I apologize and explain that I feel a little guilty with all of these good books she’s recommending that I’ll probably just buy a bit of fluff to read on this vacation weekend.
“Nothing wrong with fluff,” she says. She asks what kind of fluff I like. I tell her mysteries and she almost smiles. “Me too,” she says, and leads me to the mysteries.
She starts a great game of “have you read” and quickly assesses the types of books I like and starts handing me different possibilities. She describes the authors, the series, the settings, and the writings. She holds one up and says to me, “most mystery authors write for the story. This one is written for the word.”
This is the best sort of bookstore. A bookstore where the people who own it and work in it love books and read constantly. This is the way libraries and book stores always were when I was growing up. The good ones still are. You can find this in large and small book stores, chain and local, physical and online.
We sometimes don’t go to the small ones because they don’t have everything but sometimes that’s exactly the point.

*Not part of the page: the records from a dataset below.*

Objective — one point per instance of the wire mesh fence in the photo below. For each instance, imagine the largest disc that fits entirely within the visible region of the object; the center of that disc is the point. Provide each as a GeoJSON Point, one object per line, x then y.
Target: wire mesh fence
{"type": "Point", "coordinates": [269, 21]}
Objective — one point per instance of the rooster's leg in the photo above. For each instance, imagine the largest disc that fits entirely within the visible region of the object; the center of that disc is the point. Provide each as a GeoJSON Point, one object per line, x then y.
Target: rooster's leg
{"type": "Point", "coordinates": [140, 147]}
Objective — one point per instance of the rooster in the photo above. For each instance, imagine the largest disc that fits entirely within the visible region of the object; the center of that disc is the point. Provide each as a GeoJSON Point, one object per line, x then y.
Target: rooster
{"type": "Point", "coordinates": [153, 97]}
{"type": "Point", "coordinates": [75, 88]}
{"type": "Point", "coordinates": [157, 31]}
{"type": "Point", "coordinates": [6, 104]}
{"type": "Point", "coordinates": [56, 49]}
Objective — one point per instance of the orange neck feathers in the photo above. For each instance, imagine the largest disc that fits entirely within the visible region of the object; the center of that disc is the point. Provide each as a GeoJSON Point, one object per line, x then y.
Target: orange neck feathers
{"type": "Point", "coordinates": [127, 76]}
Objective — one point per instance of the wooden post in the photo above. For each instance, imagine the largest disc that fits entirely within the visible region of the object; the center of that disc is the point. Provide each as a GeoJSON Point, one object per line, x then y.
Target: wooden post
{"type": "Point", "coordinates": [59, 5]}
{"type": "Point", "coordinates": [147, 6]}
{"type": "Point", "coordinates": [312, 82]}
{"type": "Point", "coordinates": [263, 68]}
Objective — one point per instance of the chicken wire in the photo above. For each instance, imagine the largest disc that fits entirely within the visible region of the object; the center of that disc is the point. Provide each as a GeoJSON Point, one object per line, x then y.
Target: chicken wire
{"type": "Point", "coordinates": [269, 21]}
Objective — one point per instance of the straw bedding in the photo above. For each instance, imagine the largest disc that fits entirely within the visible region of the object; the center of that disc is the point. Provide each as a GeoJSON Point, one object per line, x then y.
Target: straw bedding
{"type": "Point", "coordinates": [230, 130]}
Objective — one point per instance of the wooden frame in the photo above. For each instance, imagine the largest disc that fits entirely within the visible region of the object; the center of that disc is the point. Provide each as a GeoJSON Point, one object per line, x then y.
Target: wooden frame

I know that if I lived near hear Louise would get to know the types of books I like and push me to expand a bit in this direction or that. There used to be a book store like that in Shaker Square near where I live. The women would recommend books and tell me “don’t worry about it. If you’ve read this one or you don’t like it, just bring it back.”
Stores like this are harder and harder to find. It’s well worth the effort. Take some time this week to find a small bookstore near you that doesn’t stock every book and see what jumps out at you that you might not have found in a larger store.